Cet espace qu'il montre avec ses doigts, tout le monde l'a revu en France quatre ans plus tard. Et personne n'avait vraiment pu reprendre son souffle. Le temps s'est arrêté au cœur de la prolongation quand Baggio a reçu l'offrande de Demetrio Albertini. Le ballon lui vient de derrière, il est très difficile à reprendre. Mais "Roby" le magnifique exécute le geste parfait. Enfin presque. La volée est limpide mais elle fuit le cadre de Fabien Barthez pour ces quelques centimètres que l'Italien mime avec ses doigts. Baggio marquera son tir au but quelques instants plus tard, comme huit ans plus tôt dans la séance fatale face à l'Argentine. Mais Di Biagio manquera le sien. Et son dernier espoir de consécration s'envolera.

La volée de Roberto Baggio fuit le cadre pour quelques centimètres face à la France, lors de la Coupe du monde 1998

Crédits Imago

Le lobby du peuple ne suffira pas en 2002. Giovanni Trapattoni le laisse à la maison quand l'Italie s'envole disputer la Coupe du monde en Asie. Il n'y aura pas de quatrième chance.
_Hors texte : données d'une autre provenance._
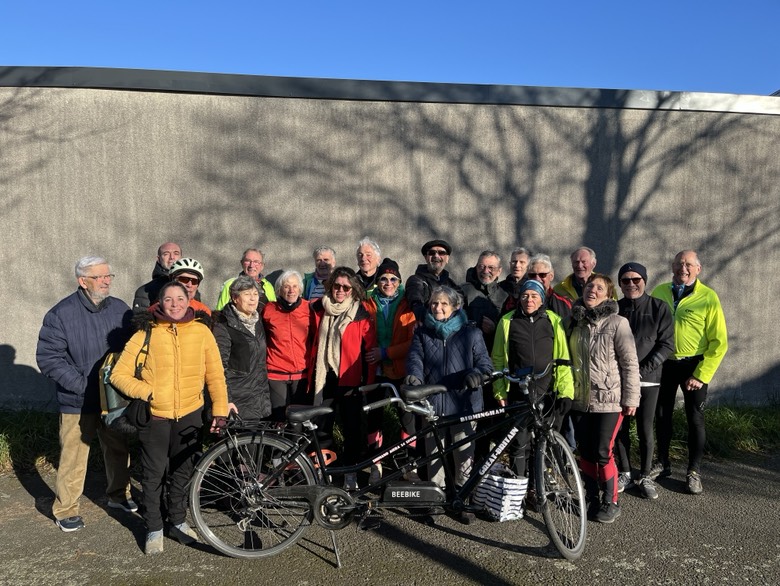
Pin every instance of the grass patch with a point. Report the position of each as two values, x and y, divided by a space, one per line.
29 439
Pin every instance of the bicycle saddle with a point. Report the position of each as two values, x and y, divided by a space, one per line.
420 392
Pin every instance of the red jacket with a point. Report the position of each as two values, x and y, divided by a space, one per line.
287 336
400 341
358 336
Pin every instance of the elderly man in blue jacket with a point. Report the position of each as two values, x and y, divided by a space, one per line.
76 335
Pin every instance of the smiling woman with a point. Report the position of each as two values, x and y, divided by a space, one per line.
183 359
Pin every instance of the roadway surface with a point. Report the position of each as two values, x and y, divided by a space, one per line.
728 535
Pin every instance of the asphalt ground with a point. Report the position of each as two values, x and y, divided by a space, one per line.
728 535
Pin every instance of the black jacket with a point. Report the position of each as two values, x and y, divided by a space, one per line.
420 285
653 328
243 356
483 301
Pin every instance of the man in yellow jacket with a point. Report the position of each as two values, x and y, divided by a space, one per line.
701 342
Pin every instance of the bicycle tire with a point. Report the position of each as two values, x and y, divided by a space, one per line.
230 510
561 494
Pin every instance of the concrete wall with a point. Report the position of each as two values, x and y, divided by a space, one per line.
87 169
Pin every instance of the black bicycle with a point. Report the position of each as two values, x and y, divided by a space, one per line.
256 491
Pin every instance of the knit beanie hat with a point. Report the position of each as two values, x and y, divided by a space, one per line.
388 267
533 285
633 267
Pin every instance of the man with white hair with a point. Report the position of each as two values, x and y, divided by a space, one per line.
583 261
314 282
368 256
76 335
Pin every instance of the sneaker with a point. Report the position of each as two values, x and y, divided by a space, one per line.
625 481
154 542
647 488
127 505
608 512
70 524
184 534
376 474
350 481
467 517
694 482
660 470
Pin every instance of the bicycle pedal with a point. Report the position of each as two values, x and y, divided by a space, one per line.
370 522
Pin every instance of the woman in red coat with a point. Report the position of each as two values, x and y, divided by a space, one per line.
343 333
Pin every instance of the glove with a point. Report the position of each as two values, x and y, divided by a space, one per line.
473 379
562 406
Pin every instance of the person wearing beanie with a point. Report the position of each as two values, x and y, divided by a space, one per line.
533 336
651 323
395 324
430 275
167 254
189 273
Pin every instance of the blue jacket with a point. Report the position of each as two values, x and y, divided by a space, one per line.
446 361
75 337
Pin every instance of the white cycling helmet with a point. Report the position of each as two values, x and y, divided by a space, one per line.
186 265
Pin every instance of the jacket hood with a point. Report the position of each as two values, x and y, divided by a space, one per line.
144 320
581 314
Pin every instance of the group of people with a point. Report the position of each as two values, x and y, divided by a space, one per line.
313 338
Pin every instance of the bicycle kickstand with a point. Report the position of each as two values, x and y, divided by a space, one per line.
335 549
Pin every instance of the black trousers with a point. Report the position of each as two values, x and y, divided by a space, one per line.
674 375
645 416
171 445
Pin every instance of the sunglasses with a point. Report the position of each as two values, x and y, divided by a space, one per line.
188 280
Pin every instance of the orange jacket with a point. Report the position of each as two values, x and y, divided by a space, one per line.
404 322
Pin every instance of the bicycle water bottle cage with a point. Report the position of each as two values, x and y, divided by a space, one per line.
303 413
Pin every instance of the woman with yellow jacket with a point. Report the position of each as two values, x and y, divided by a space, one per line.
182 357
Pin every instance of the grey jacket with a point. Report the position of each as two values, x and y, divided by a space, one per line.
604 362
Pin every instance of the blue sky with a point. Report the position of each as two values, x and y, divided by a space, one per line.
714 46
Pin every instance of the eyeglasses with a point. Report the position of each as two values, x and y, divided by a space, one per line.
188 280
436 252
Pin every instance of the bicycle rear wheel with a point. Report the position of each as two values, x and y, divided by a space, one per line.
233 513
561 494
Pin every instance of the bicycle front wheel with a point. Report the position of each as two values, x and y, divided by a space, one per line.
230 509
561 494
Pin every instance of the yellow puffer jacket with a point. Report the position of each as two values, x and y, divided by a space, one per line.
182 359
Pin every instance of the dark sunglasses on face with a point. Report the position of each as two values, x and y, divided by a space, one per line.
188 280
634 280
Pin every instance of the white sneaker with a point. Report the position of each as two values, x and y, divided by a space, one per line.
350 482
376 474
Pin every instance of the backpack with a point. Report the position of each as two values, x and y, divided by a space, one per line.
113 403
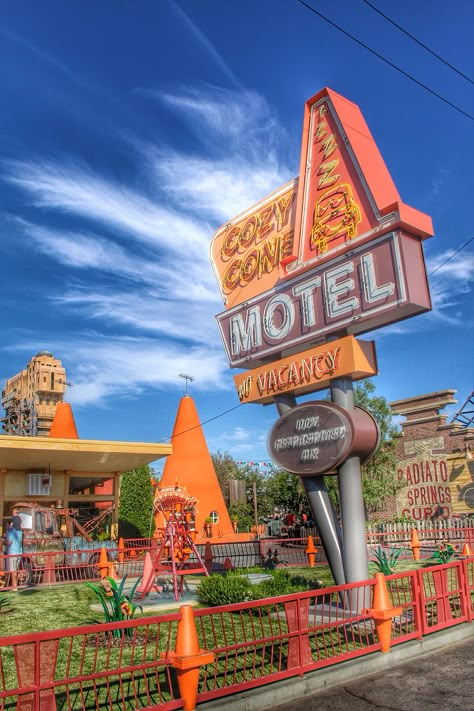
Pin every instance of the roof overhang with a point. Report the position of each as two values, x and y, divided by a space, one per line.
77 455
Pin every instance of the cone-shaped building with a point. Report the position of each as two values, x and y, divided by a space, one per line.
191 465
64 426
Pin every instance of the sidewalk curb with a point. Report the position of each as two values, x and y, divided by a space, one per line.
290 690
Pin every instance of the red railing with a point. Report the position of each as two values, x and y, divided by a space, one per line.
47 567
130 664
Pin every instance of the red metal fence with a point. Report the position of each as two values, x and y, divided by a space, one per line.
47 567
130 665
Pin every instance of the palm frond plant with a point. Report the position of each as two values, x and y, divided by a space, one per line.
384 563
116 605
444 553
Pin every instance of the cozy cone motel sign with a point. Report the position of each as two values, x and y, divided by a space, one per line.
330 255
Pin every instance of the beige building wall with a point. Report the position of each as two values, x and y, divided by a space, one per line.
30 397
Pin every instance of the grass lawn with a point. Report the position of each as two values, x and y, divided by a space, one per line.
55 607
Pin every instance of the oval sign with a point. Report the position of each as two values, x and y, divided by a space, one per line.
312 438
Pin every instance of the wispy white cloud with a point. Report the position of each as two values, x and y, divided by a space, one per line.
70 187
450 283
136 260
204 42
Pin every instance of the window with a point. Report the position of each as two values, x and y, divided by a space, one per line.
214 516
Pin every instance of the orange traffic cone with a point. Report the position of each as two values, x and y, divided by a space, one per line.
383 612
208 557
147 576
103 563
310 551
63 425
188 657
415 544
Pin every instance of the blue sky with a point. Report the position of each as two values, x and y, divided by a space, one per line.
130 131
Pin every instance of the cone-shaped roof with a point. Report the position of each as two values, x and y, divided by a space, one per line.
63 426
191 465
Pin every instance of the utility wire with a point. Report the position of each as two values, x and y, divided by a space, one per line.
453 255
203 423
402 29
387 61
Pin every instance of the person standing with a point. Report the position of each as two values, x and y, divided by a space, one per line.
14 549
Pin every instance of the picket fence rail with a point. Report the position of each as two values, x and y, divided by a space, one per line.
133 664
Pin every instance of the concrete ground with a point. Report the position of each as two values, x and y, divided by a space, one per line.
435 674
441 681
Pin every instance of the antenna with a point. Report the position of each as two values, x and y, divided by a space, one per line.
187 378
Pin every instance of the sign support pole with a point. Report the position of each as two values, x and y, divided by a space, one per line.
355 557
322 508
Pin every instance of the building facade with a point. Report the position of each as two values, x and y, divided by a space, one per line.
435 460
30 397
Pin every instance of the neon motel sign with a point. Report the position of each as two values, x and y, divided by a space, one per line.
333 252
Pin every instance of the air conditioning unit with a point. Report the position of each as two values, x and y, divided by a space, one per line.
39 484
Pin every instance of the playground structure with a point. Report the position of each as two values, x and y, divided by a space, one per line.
176 541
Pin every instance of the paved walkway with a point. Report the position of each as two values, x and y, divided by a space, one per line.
441 681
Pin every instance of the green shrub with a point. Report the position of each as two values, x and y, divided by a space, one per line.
136 518
387 564
115 604
281 583
444 553
224 590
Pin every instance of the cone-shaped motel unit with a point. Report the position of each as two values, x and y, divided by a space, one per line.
191 466
64 426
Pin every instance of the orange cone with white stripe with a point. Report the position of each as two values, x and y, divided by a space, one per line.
64 426
188 657
415 544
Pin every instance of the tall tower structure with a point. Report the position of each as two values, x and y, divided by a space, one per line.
30 397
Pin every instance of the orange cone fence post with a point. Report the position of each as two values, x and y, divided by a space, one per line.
311 551
188 657
147 576
208 557
383 612
415 544
103 563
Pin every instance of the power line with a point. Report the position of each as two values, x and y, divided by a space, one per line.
453 255
402 29
203 423
387 61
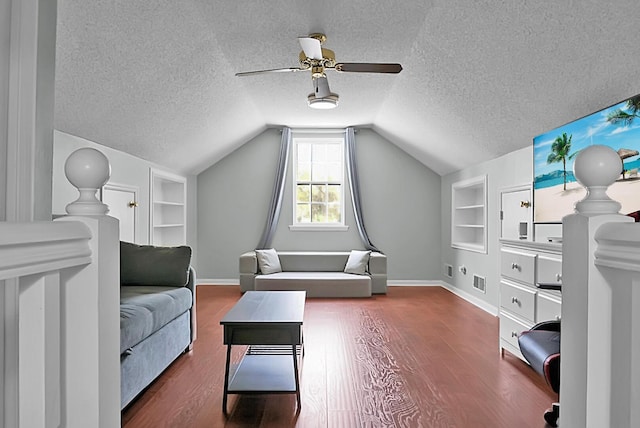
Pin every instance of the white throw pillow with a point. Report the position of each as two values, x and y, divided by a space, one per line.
268 261
357 262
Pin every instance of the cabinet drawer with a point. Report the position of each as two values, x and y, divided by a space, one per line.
548 308
510 329
549 270
518 266
518 300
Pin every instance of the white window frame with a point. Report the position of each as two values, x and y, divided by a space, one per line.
320 136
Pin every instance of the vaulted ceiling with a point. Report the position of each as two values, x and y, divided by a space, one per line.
156 78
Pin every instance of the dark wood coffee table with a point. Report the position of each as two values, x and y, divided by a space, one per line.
270 322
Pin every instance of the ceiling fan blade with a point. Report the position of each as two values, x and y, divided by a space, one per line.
321 86
363 67
311 47
273 70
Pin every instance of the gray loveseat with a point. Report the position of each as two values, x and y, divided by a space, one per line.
157 312
319 273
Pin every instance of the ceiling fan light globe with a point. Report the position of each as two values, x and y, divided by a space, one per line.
324 103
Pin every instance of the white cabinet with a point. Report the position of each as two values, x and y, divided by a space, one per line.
469 214
168 209
523 264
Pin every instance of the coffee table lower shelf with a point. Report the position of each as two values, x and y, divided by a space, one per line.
263 374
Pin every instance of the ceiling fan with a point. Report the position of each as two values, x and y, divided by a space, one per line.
318 59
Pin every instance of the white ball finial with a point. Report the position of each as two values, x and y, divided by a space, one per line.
596 168
87 169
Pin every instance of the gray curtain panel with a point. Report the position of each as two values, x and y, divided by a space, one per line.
354 186
278 192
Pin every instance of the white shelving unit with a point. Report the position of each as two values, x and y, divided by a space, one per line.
469 214
168 208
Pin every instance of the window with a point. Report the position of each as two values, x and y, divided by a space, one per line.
318 191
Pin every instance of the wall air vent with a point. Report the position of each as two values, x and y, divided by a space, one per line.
448 270
479 283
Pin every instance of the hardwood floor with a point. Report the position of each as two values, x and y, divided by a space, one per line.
417 357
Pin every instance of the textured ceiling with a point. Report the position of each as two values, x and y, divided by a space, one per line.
155 78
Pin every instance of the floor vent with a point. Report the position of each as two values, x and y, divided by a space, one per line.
479 283
448 270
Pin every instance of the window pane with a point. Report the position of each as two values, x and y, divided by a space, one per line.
318 213
334 214
303 213
303 193
304 152
334 153
304 171
334 172
334 193
319 193
319 152
319 172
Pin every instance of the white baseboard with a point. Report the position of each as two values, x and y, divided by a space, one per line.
470 298
209 281
412 283
392 283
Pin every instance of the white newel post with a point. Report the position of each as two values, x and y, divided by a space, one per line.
586 390
91 303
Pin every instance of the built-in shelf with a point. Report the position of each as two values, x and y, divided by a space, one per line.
168 208
469 214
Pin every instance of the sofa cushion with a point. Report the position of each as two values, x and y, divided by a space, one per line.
151 265
268 261
146 309
357 262
317 284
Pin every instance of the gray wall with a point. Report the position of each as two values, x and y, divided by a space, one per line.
5 55
510 170
400 197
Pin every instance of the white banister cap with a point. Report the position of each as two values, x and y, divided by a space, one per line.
596 168
88 170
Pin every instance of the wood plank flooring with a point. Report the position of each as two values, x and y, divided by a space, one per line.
417 357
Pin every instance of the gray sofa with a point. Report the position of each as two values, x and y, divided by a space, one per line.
157 313
319 273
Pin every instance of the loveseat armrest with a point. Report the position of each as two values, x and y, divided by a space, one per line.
377 263
248 270
378 272
191 285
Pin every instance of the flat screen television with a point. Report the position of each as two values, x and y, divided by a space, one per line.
555 189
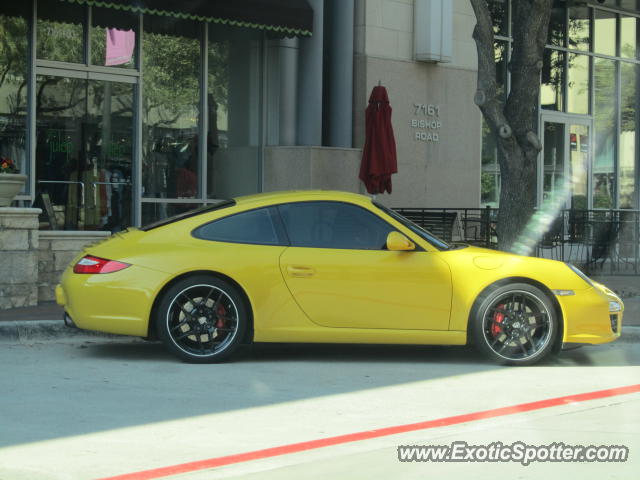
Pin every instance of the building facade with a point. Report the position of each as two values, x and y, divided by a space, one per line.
122 112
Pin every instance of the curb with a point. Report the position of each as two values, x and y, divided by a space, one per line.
49 330
27 331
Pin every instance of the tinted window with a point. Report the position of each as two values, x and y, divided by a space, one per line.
334 225
254 226
425 234
191 213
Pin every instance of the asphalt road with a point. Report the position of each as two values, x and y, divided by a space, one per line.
89 409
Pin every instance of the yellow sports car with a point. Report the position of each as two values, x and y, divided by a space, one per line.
327 267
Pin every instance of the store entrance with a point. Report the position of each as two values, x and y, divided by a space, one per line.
565 162
84 151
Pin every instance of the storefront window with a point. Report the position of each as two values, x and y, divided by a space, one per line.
152 212
113 38
13 87
579 28
557 24
604 34
490 180
499 16
628 136
551 90
578 84
170 112
628 37
60 32
604 182
84 153
233 102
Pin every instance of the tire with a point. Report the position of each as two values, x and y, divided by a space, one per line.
515 324
202 319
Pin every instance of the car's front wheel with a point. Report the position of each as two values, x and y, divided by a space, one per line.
515 324
202 319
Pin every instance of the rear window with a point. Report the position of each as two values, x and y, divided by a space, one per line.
191 213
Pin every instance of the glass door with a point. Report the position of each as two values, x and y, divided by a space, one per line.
565 162
84 152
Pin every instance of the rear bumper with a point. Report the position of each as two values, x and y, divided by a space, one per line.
118 302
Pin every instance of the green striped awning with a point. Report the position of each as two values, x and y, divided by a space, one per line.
288 17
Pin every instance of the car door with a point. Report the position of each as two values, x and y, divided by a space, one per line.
341 275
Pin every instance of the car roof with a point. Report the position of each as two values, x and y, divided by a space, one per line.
299 196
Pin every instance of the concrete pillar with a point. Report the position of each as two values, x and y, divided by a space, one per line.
309 103
287 93
18 257
341 73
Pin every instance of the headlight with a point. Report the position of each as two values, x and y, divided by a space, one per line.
579 272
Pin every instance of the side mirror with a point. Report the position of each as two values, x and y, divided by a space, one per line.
397 242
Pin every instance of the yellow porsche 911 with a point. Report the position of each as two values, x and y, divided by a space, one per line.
327 267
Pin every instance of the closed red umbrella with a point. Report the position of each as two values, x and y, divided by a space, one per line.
379 160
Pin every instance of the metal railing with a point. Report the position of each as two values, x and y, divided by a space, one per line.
597 241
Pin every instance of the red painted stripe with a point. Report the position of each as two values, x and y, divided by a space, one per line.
366 435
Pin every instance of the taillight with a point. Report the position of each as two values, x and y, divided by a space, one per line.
91 264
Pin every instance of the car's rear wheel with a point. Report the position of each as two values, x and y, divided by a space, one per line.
515 324
202 319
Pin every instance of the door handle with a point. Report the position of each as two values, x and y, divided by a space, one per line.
300 271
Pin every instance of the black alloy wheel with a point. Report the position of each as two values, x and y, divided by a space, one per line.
202 319
515 324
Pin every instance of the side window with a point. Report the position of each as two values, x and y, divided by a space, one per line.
333 225
254 226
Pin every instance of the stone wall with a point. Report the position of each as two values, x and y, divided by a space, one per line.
57 249
18 257
305 167
32 261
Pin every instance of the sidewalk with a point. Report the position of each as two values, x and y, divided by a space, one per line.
44 322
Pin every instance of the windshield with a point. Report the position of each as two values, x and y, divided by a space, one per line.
418 230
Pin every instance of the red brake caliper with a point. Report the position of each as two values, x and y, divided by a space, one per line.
497 319
221 311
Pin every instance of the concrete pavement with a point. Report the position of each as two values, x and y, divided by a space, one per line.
96 408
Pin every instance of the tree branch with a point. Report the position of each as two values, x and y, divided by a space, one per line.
486 93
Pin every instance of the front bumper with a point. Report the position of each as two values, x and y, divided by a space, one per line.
589 316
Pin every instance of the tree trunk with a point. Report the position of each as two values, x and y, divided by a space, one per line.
515 123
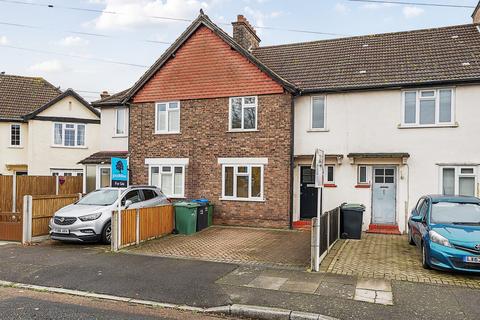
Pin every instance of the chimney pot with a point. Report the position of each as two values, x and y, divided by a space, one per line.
104 95
244 33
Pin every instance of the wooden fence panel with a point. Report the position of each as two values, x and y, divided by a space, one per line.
43 208
11 226
35 186
70 185
6 193
129 227
155 221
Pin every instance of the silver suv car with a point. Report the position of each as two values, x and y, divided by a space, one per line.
88 219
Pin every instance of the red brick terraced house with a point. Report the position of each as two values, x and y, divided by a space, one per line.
209 120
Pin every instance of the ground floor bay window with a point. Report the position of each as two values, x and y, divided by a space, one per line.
458 180
242 179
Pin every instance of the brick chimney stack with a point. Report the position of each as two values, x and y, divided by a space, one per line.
244 33
476 14
104 95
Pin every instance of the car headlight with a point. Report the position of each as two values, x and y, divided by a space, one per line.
90 217
439 239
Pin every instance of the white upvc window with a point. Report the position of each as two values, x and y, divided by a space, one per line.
458 180
243 113
363 175
15 135
69 134
167 117
169 178
242 182
121 122
318 113
429 107
329 174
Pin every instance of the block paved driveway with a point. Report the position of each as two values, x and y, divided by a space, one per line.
389 257
252 246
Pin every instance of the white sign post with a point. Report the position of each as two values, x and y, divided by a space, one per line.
318 164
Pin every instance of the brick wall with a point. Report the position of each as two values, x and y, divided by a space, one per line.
204 138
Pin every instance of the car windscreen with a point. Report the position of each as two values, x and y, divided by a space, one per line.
455 213
104 197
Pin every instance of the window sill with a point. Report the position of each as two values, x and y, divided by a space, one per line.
242 199
165 133
362 186
318 130
242 130
68 147
423 126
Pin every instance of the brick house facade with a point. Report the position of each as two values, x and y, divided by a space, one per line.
202 75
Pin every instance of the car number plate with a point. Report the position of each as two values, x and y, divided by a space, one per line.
472 259
62 231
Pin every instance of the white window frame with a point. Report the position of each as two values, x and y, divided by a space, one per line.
436 96
20 138
367 172
72 172
244 106
172 172
249 174
75 128
125 124
458 175
167 110
311 128
327 181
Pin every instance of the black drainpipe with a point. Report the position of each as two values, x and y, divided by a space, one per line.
292 136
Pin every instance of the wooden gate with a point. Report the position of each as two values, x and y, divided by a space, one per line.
11 226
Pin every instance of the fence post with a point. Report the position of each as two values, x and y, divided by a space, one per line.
113 236
56 185
137 227
27 220
14 192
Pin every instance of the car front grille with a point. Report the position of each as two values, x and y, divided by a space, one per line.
64 221
472 250
459 263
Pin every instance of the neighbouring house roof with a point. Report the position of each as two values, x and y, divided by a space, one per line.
111 101
67 93
103 157
21 95
411 58
203 20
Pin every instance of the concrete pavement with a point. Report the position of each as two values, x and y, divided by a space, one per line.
196 283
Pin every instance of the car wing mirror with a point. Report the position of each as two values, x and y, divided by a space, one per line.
417 219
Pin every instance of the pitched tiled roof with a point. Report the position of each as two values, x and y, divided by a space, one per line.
22 95
448 54
103 157
113 100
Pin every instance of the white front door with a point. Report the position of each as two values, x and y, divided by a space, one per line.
383 195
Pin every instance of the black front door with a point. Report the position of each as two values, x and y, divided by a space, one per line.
308 193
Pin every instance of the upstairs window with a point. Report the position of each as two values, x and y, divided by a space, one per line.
120 121
243 114
318 113
167 117
428 107
15 135
69 135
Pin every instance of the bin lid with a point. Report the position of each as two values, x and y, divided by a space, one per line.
186 204
353 206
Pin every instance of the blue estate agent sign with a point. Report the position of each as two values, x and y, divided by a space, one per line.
119 172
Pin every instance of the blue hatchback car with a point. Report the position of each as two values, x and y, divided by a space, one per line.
447 229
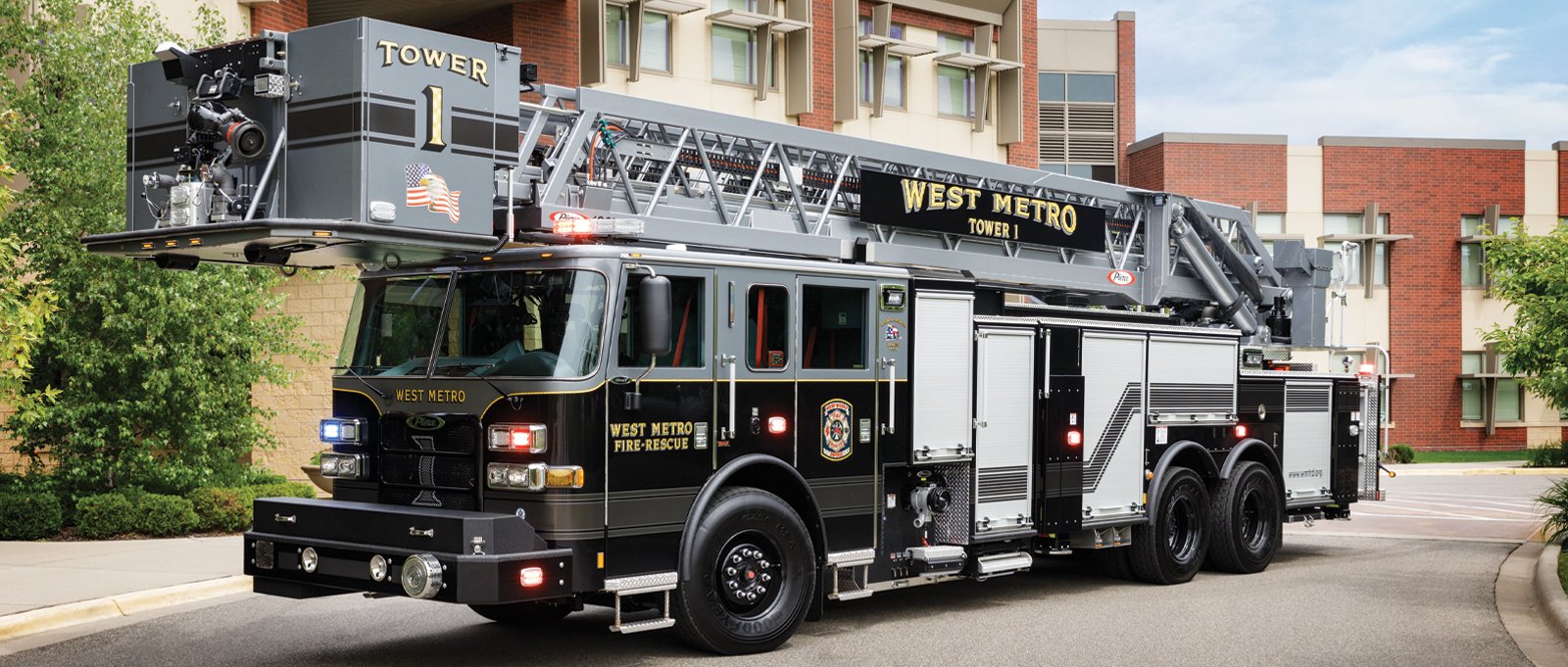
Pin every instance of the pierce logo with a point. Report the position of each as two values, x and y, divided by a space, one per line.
425 423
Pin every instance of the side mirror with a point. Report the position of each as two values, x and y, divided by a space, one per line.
655 318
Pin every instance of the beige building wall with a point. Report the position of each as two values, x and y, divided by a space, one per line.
1078 46
690 81
321 303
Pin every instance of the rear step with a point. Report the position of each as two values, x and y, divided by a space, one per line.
639 585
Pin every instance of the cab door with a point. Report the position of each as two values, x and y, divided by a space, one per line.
757 365
659 447
838 405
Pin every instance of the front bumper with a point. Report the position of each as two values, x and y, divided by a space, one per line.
482 554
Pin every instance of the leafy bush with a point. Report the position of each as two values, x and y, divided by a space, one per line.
1556 504
1402 454
258 476
28 515
229 509
106 515
1549 455
162 515
281 491
221 509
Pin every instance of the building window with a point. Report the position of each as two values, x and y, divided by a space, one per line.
655 41
733 49
833 327
686 350
767 327
956 86
1471 225
1352 224
1471 269
1078 124
893 77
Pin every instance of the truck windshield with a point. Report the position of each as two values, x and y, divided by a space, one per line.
498 323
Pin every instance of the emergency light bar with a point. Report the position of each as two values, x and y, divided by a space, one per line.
574 225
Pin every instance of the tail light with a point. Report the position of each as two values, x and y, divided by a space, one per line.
524 439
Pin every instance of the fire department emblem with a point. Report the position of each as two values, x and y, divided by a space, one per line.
836 418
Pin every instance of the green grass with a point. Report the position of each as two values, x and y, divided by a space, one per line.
1468 455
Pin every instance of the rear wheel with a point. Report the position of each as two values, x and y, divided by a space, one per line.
1172 548
1247 520
524 612
749 578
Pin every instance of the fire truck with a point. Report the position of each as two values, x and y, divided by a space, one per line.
713 371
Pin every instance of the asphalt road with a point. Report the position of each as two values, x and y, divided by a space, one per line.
1329 598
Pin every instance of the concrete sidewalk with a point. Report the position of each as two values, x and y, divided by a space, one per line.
57 585
1490 467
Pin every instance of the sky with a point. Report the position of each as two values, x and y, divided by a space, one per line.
1388 68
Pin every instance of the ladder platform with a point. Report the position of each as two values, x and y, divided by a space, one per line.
643 625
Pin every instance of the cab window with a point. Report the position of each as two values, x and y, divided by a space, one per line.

Juste une malédiction qui aura vu Baggio échouer trois fois dans sa quête du titre mondial. Les trois fois aux tirs au but. "Moi, j’ai un très bon souvenir de mes trois Coupes du monde, a-t-il affirmé dans So Foot. Parce que j’ai bien joué à chacune des Coupes du monde que j’ai jouées. Hélas, il m’a manqué la victoire. Contre l’Argentine, l’Italie perd aux tirs au but. J’ai perdu une finale aux tirs au but. Et je me suis fait éliminer en France aux tirs au but. Le tout sans perdre un match. Si tu y penses, c’est étrange. Mais c’est comme ça."

Baggio n'a pas eu le palmarès qu'il méritait. Il y a bien son Ballon d'Or, ses deux titres de champion d'Italie, sa victoire en Coupe de l'UEFA et une collection de distinctions individuelles. Mais pas l'essentiel. Une Ligue des champions n'aurait même pas semblé suffisante pour consacrer un tel talent, peut-être le plus grand qui ne soit jamais sorti de la Botte. Seule la Coupe du monde aurait été une récompense la hauteur de son impact sur le football de son époque. Le destin a voulu que "Roby" le maudit reste sans couronne. Mais il gardera toujours son aura. Et c'est surtout à cela qu'on reconnaît la grandeur d'un roi.